Antique Rattan furniture evokes contradictory impressions: Casual, but Victorian-formal; Classic, but linked to the 19th century; Ephemeral, but timeless. Today, reactions to rattan furniture range from those owners who can’t wait to get rid of “that old stuff” to furniture collectors who cheerfully troop through endless yard sales to find treasured pieces.
Rattan furniture itself can range from battered, half-broken painted thrift store junk to pristine museum-grade furniture displayed in a place of honor. What makes collecting and owning antique and vintage rattan furniture so interesting, and occasionally frustrating, is the vague history of this class of collectibles. Almost every attempt at defining this class of furniture, first gives a quick bow to ancient Egypt (tomb pieces dating to 3,000 BC), before launching into 1930's Art Deco styles.
There’s a lot of vintage & antique rattan furniture that was produced between those dates, and much of it is still there, ready to be discovered. Indonesia (particularly Borneo), the Philippines, Sri Lanka and Bangladesh account for the bulk of the world’s production. The wood is solid, unlike bamboo, which is hollow, but it does have section joints.
Larger pieces have been used for Malacca canes, beloved of London gentlemen, for centuries. It is the bark stripped from the canes, however, which was soaked and woven into wicker pieces. This bark was also used to wrap around wood (often the stripped core of the original rattan) to make frames, legs and backs.

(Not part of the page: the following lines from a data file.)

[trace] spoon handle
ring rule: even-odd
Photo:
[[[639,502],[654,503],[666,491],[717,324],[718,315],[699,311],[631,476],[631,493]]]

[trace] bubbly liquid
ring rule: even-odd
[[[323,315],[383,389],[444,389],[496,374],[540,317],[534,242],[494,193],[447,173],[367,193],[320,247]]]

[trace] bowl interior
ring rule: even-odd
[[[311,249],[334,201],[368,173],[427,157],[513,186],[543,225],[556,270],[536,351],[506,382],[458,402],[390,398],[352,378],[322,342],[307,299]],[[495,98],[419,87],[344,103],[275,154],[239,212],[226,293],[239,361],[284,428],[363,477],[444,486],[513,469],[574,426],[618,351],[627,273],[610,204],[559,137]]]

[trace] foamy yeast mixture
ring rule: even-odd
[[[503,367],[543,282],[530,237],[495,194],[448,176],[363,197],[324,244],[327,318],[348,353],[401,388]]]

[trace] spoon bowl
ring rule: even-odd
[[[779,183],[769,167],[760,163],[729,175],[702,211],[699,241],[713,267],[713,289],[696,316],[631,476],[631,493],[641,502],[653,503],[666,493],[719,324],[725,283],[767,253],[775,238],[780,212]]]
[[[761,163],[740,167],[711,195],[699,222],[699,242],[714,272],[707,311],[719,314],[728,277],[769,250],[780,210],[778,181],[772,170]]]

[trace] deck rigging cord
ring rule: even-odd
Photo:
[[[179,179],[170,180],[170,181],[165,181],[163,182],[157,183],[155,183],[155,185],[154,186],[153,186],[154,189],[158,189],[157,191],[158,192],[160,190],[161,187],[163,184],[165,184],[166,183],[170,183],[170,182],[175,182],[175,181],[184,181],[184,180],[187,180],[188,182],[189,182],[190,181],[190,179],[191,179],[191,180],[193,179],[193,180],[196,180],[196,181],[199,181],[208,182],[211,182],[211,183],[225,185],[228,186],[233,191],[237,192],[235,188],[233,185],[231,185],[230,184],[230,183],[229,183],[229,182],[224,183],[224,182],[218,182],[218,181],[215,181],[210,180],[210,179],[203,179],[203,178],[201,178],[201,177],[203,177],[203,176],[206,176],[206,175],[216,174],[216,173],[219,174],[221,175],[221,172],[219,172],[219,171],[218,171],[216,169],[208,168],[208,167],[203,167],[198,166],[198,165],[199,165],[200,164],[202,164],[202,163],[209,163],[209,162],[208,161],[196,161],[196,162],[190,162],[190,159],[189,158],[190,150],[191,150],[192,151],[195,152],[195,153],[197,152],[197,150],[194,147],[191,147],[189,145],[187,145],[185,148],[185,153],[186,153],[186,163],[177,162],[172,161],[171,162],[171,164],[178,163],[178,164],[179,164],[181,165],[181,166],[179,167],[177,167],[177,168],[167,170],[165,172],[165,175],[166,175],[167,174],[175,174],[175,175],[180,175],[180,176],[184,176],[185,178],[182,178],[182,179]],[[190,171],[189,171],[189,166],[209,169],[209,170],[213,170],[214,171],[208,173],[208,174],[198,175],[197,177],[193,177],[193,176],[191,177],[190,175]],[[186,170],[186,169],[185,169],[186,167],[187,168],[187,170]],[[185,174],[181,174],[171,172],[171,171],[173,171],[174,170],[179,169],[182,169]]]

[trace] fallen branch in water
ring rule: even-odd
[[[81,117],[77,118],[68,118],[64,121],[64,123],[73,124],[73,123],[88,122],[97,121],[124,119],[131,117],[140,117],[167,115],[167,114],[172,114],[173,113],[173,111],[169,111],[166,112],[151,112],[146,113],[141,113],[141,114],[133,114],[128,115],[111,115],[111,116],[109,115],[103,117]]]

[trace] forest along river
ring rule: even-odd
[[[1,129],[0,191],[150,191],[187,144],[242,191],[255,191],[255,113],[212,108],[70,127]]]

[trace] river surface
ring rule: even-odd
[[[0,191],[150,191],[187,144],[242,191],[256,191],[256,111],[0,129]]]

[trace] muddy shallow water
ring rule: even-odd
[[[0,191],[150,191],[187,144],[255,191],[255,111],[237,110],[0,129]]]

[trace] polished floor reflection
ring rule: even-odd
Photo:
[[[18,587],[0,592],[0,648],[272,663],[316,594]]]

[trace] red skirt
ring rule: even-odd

Because rattan is so flexible, it can be bent and shaped into ornate designs, which fitted the Victorian sensibilities exactly.
A quick break in the story, here, to talk about wicker. The term “wicker” just describes any woven furniture, usually made from plant materials. A wicker piece can be made from bamboo, rush or even straw. So, rattan furniture is a type of wicker, but not all wicker is rattan.
Although it was used to make furniture in India and China, it was the building of the British Empire in India and Malaya during the early 19th century which really brought rattan furniture to the notice of the British, and later the Americans, who lived and traded in Asia.
They came to love it. And why not? It could easily be woven into almost any style, it was light and cool – perfect for the tropics – and it was cheap. Very, very cheap.
The Wakefield Rattan Company began to produce rattan furniture and sell it all over the United States, where it was soon finding its way to the conservatories, porches and summer parlors of the rich and the well to do.
In the 1830's it was a fad; by the 1850's it was a boom; by 1900, it was as common to find rattan furniture in a home as it was to see a cast iron kitchen stove there. Although there were other manufacturers, Wakefield was the largest. In fact, it absorbed its largest competitor, the Heywood Company, in 1897.
The manufactured range of wicker furniture (most of it still rattan) was tremendous, and included chairs, tables, love seats, beds and even wheeled chairs used on the boardwalks of popular resort towns such as Atlantic City.
By the beginning of the 20th century, however, tastes began to change and Victorian styles went out of fashion. The Heywood-Wakefield Company, as it was now named, then began to produce wicker furniture in what was called the “Mission style,” but the classic age of rattan ended during the Great Depression.
And another blip in the record during the 1970s when a style sometimes referred to as “Tiki Bar” was made.
Aside from those, post 1930s rattan furniture has primarily relied on reproducing pieces from the 19th century, much of it using synthetic reeds. Almost all of the modern pieces made from genuine rattan have been made in Asia, often the Philippines.
Today's antique furniture collectors now concentrate on rattan pieces made during the period 1870-1930. They face the usual challenges of all antique collectors, no matter what is being discussed: repairs, restorations, reproductions and fakes. For rattan furniture collectors, add to that the problem of the material itself.
Is it really rattan? Are other materials mixed in, either during production or afterwards. When was a repair made? It takes experience and careful examination to tell, sometimes. Some collectors are willing to buy pieces which have been carefully repaired, but eschew extensive restorations. Others firmly draw the line at painted pieces, but who can tell when it was painted? Is a rattan chair painted in 1880 less antique?
Other collectors depend on contemporary advertisements or catalogues for identification of genuine pieces, but that might leave out a short-run production or even a custom-made piece. The latter, while harder to identify and authenticate, could be quite valuable.
As you would expect, however, their prices are set at a premium. There are still undiscovered antique rattan furniture pieces out there, but they are becoming more and more difficult to find. What pieces are found in the yard sale jungle have to be considered with a jaundiced eye; they might be genuine, or they might be a reproduction.
Even if the style matches a catalogue from the 1890s, for example, it might be a recently-imported piece from Asia. Without a sure way to judge the age or an article of provenance, it’s often difficult to tell.
You see the problem, of course. But, many would say that this is part of the challenge, even the joy, of collecting antique rattan furniture.
Using a discerning eye, some common sense, a few good reference books and sometimes, just taking a leap of faith is all part of the great collecting game.